A good way to understand how the Platform Orchestrator manages Resources is to follow what happens when a developer deploys “something” because the orchestration of infrastructure happens, as discussed, with every deployment.

With every git-push the developer also pushes a Workload specification, for instance Score. which describes the Workload and its dependencies in general terms. At this point the Resource is just specified in terms of the “type” of Resource (a db of type Postgres) required. The Score file runs through the CI pipeline and hits the Platform Orchestrator. The Platform Orchestrator now executes an RMCD pattern which stands for Read Match Create Deploy.

In the Read phase the Platform Orchestrator just reads the Score file. With every deployment it assumes you’re starting from scratch and never assumes anything exists yet. Let’s say in this example the Score file indicates that the Workload requires Postgres.

In the Match phase the Platform Orchestrator reads the context from the metadata of the deployment (the user is deploying to an Environment of type staging) and now matches the correct Resource Definition for this context. A Resource Definition tells the Platform Orchestrator what Resource to use, how, and when. We’ll learn more about this in the next section.

In the Create phase the Platform Orchestrator creates the app configs and creates/updates the Resources. It pulls the credentials, injects them as secrets at runtime and …

In the Deploy phase the Platform Orchestrator then deploys the image, uses the app configs to configure the cluster, and orchestrates the infrastructure. It registers the secrets and finally injects them into the container at runtime.

Resource Definitions define the what, when, and how

Now you know that the Platform Orchestrator creates/updates Resources with every single deployment. It takes the abstract request and then does something, somehow, at some point. But what does it do? When? How? The Platform Orchestrator doesn’t know either. It’s a sophisticated API layer. The thing that tells it how to resolve the abstract request to the actual implementation is what’s called a Resource Definition. It’s a way to tell the Platform Orchestrator what Resource to use, when to use it, and how to configure it in detail.

Let’s deep-dive on our example outlined above. The abstract request from the developer is going to an Environment of type staging and the Workload spec looks as follows:

How exactly does the Platform Orchestrator interpret this? It does that by identifying the correct Resource Definition. Here’s an example written using the Humanitec Terraform provider:

The what is specified by the type=postgres line.

The when is specified in the criteria section. It defines that this Resource Definition is used every time the Matching Criteria equal app_id=”test-app”, a particularly tight Definition.

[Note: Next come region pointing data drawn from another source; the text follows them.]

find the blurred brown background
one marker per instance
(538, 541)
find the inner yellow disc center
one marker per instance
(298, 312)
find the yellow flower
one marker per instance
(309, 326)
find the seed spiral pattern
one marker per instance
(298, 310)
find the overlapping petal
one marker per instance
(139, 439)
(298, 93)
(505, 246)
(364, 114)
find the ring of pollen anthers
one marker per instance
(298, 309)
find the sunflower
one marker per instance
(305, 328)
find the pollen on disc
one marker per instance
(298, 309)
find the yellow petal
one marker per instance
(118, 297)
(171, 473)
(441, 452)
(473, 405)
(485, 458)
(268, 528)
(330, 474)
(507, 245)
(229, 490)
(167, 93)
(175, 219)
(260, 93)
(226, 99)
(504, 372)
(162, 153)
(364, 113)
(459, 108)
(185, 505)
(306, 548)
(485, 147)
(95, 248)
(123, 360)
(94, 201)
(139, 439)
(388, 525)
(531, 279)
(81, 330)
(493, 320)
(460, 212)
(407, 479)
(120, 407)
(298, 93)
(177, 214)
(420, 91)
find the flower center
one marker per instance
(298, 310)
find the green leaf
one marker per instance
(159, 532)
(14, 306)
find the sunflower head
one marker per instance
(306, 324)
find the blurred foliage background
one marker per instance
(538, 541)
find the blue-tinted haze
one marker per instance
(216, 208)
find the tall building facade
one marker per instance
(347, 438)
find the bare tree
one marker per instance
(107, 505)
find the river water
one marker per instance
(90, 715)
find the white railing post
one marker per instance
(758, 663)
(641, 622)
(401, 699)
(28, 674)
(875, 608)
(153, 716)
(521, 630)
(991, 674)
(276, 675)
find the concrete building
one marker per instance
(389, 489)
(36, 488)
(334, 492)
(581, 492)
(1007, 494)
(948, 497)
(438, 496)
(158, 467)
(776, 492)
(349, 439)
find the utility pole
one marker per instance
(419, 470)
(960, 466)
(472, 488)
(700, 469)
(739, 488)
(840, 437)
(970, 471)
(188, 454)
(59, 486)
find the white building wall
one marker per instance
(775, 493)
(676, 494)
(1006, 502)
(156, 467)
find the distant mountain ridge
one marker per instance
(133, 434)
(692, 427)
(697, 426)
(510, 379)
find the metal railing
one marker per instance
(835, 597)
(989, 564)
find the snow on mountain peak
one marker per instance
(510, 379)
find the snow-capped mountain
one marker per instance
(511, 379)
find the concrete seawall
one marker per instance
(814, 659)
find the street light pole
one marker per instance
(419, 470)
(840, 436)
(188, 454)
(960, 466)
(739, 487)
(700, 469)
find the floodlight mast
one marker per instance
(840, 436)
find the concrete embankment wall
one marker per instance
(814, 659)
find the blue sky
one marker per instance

The how is specified by referencing the Driver. The Driver is the thing that will actually create or update the Resource. Drivers are little services that are called by the Resource Definition, can receive input from it, create or update the Resource, and return the credentials as output.

A really helpful way to understand how the Platform Orchestrator is choosing the right Resource Definition is to look at the following question/answer sequence for the abstract request of the developer “I need a db of type Postgres”:

Orchestrator Question and Answer

Resource Definitions can be configured as code using the Terraform Provider or through the user interface. You usually have one Resource Definition for many running Resources. The wider you set the criteria, the higher the degree of standardization. If your criteria is app_id = ”test-app”, the Platform Orchestrator will only use the Resource Definition for all apps with id test-app. But if you set this to env_type = "staging", you’ll suddenly use the same Resource Definition for every single Resource associated with a Workload running in staging. The effect is enormous.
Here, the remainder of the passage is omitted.